The format or details may vary from system to system, but the same basic information should be
provided.

For Solaris, the first column gives the interface for the connection. The next two are the IP address
and its mask. (You can get just IP numbers by using the -n option.) There are four possible flags that
may appear in the flags column. An S indicates a static entry, one that has been manually set rather
than discovered. A P indicates an address that will be published. That is, this machine will provide this
address should it receive an ARP request. In this case, the P flag is for the local machine, so it is
natural that the machine would respond with this information. The flags U and M are used for
unresolved and multicast addresses, respectively. The final column is the actual Ethernet address.

This information can be useful in several ways. It can be used to determine the Ethernet hardware in
this computer, as well as the hardware in directly connected devices. The IEEE assigns to the
manufacturers of Ethernet adapters unique identifiers to be used as the first three bytes of their
Ethernet addresses.
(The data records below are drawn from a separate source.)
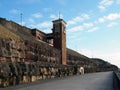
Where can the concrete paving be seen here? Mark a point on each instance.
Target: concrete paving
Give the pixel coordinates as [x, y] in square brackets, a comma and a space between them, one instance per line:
[94, 81]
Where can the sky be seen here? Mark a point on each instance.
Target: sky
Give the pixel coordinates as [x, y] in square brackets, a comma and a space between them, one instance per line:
[93, 26]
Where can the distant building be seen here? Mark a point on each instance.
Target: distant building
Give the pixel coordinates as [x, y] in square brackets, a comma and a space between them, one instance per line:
[57, 38]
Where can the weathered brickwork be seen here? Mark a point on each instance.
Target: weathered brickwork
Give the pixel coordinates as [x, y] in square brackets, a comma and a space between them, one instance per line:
[27, 56]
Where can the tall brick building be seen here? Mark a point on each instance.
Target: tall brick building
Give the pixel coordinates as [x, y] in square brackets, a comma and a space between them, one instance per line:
[57, 38]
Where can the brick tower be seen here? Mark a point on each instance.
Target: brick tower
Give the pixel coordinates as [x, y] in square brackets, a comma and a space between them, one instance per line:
[59, 38]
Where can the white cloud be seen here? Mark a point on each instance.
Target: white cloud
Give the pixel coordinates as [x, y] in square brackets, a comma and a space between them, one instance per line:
[87, 25]
[112, 16]
[47, 9]
[62, 2]
[46, 24]
[93, 29]
[78, 19]
[47, 31]
[14, 11]
[118, 1]
[31, 20]
[105, 4]
[85, 16]
[27, 1]
[37, 15]
[112, 24]
[76, 28]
These addresses, known as Organizationally Unique Identifiers (OUI), can be
found at the IEEE web page at http://standards.ieee.org/regauth/oui/index.html. In other words, the
first three bytes of an Ethernet address identify the manufacturer. In this case, by entering on this web
page 00 60 97, i.e., the first three bytes of the address 00 60 97 58 71 b7, we find that the host
sol1 has a 3COM Ethernet adapter. In the same manner we can discover that the host 205.153.60.1 is
Bay Networks equipment.


                  OUI designations are not foolproof. The MAC address of a device may have
                  been changed and may not have the manufacturer's OUI. And even if you can
                  identify the manufacturer, in today's world of merger mania and takeovers,
                  you may see an OUI of an acquired company that you don't recognize.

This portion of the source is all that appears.